Ben 50 milioni di euro all'anno che se ne vanno dalle casse dell'Ausl piacentina per finire in quelle delle aziende sanitarie delle province limitrofe. Il corrispondente di un quarto dell'intero budget aziendale relativo alle spese ricovero, con 30 milioni di euro che varcano i confini regionali a rimpinguare le finanze della sanità lombarda.
È il peso economico della cosiddetta “mobilità passiva”: il fenomeno dell'emigrazione di pazienti verso ospedali e strutture di cura al di fuori del proprio territorio di appartenenza. Una “patologia” che affligge in maniera cronica il nostro sistema sanitario e nel caso di Piacenza, città di confine fra due regioni, assume pure i connotati di uno scontro tra le “filosofie” assistenziali contrapposte, quella emiliana e quella lombarda. La concorrenza sulle rive del Po rischia però di far pagare ai cittadini il conto due volte: per ogni prestazione medica praticata in un'altra regione, quella di origine deve infatti rimborsare le spese.

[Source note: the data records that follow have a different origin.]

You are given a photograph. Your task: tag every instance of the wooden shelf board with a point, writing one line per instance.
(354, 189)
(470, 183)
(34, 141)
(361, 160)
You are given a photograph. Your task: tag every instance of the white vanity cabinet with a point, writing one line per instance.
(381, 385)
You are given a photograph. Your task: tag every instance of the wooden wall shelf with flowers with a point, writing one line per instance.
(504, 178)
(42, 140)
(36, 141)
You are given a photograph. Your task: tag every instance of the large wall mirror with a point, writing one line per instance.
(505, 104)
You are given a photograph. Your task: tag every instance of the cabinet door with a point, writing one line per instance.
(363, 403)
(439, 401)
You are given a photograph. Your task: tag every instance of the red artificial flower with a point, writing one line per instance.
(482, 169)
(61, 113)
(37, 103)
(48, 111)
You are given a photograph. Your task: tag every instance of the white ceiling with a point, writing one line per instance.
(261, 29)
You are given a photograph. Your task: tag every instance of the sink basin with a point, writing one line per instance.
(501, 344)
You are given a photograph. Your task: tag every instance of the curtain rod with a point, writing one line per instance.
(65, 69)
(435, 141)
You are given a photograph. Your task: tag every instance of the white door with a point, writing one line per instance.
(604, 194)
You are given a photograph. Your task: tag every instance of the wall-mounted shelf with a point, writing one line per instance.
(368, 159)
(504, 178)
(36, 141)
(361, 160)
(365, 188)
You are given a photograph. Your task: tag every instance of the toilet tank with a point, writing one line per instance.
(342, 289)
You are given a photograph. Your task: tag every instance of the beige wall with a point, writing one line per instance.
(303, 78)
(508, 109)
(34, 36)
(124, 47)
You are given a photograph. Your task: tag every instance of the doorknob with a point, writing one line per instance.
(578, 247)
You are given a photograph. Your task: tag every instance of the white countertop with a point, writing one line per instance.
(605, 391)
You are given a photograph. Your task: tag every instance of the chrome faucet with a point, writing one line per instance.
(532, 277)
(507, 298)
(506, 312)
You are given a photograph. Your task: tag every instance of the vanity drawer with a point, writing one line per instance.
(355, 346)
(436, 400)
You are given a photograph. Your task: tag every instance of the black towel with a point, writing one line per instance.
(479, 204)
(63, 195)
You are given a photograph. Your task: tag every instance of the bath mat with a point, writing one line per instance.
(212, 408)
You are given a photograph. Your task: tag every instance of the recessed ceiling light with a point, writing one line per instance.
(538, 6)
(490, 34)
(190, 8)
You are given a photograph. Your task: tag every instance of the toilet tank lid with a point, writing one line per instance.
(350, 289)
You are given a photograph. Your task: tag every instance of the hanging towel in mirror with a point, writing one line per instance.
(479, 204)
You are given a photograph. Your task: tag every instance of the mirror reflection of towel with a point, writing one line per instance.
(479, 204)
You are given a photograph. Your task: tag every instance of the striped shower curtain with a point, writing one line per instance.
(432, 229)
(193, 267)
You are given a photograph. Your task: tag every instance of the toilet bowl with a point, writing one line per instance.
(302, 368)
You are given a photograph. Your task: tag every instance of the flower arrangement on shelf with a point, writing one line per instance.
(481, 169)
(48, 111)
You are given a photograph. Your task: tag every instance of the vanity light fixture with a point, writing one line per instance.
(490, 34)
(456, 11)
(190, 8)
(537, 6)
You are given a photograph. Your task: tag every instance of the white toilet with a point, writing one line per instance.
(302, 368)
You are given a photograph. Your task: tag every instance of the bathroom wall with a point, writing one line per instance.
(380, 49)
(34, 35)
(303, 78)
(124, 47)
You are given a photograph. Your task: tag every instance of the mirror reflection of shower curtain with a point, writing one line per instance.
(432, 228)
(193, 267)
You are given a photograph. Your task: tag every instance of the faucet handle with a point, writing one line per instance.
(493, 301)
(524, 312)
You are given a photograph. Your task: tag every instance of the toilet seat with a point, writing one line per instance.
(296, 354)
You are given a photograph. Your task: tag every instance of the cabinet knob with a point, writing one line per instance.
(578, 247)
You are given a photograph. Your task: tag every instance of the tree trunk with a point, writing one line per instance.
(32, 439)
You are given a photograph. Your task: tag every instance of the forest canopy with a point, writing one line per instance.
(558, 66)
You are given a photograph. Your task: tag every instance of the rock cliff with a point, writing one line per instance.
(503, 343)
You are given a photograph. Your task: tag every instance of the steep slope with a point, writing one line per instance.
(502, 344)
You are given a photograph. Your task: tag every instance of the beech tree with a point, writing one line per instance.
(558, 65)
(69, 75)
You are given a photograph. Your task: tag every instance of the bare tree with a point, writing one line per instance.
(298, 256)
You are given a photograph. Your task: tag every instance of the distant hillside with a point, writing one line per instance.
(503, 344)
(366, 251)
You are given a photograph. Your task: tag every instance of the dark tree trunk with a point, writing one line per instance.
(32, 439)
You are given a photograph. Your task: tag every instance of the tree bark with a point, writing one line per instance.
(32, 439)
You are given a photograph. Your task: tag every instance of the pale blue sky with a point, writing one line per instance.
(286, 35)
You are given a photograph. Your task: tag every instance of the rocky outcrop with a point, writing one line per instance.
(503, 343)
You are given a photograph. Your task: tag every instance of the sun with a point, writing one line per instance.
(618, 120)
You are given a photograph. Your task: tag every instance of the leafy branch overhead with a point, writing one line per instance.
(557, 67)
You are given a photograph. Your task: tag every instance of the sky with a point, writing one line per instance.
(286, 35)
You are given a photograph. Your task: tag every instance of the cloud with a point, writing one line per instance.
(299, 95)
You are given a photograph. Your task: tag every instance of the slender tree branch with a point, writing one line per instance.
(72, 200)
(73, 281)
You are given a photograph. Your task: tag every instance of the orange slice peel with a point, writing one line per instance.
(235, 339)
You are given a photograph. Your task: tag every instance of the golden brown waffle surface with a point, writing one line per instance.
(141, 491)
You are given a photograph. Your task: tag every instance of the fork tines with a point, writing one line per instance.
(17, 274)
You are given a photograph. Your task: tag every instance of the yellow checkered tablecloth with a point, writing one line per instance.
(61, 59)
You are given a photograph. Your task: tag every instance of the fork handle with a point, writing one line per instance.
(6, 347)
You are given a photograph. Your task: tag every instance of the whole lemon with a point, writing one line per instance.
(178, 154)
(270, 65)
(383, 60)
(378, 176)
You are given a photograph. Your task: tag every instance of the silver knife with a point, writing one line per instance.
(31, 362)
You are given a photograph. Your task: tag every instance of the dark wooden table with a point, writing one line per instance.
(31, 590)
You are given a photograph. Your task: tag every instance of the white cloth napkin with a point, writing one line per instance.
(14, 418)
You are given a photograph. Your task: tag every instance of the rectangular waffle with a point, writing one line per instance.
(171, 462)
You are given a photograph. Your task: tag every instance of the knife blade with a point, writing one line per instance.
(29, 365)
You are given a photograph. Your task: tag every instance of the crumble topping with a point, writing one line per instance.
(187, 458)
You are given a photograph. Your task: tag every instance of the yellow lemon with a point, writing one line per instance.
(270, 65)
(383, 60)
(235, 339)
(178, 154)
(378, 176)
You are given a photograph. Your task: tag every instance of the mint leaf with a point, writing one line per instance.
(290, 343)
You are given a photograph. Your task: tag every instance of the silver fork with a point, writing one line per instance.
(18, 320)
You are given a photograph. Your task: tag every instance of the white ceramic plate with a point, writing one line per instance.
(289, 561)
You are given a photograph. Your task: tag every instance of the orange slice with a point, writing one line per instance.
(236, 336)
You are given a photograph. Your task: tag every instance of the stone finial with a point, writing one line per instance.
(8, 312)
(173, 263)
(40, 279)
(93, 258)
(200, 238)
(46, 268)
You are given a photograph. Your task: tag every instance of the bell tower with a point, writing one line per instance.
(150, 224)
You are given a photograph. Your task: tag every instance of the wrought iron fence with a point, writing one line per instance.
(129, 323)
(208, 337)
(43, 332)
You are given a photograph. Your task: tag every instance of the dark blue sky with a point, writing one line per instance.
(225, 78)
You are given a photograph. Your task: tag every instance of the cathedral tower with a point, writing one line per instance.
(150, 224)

«In realtà la devolution in materia sanitaria - spiega Luca Baldino, direttore del dipartimento di staff dell'Ausl di Piacenza - esiste già perché non abbiamo alcuno strumento per dissuadere i nostri pazienti ad accettare in Lombardia cure o ricoveri che qui da noi non sarebbero ritenuti necessari: oltre il Po è come trovarsi in un altro stato». «Affrontiamo il problema della mobilità passiva - fa notare - senza diventarne schiavi, consapevoli che è un fenomeno complesso difficile da governare e vi è una componente di migrazione fisiologica». «I settori sanitari che soffrono maggiormente questa emorragia - sostiene - sono la chirurgia a bassa complessità, ovvero interventi di scarso peso medico, l'ostetricia, anche se il trend si è invertito, l'area tumori, la gastroenterologia e l'ortopedia. Per contrastare una tendenza alla fuga che in questi anni è sempre aumentata, seppur con percentuali in diminuzione, sono state messe in campo diverse misure per affinare la qualità dei servizi». Ma Baldino non risparmia critiche verso il «comportamento opportunistico della sanità lombarda», nella quale la scelta di puntare sulla liberalizzazione e sull'incremento indiscriminato dell'offerta ha avuto l'effetto di indurre una forte domanda di prestazioni inutili e pertanto di gonfiare la spesa. «Le statistiche dicono - aggiunge - che mentre nel sistema emiliano si tenta di ridurre il numero dei ricoveri, incrementandone la complessità, in Lombardia sta avvenendo il contrario: aumentano le ospedalizzazioni a bassa complessità, e molto spesso bassa complessità è sinonimo di ricovero inappropriato, ovvero inutile». Sono dati che testimoniano una sorta di concorrenza sleale fra regioni e politiche alternative che si gioca sulla pelle dei malati. Dal canto suo, il direttore generale dell'Ausl Francesco Ripa di Meana, afferma che della mobilità passiva presto si occuperà la conferenza Stato-Regioni «per dare regole precise a tutti i territori di confine coinvolti dal problema». La situazione, afferma, «va governata in varie regioni per evitare il verificarsi di una contesa dei pazienti, che alla fine risulta economicamente dannosa per l'intero sistema sanitario nazionale. Si potrebbe ragionare sulle prestazioni offerte e sulle tariffe fra aziende limitrofe».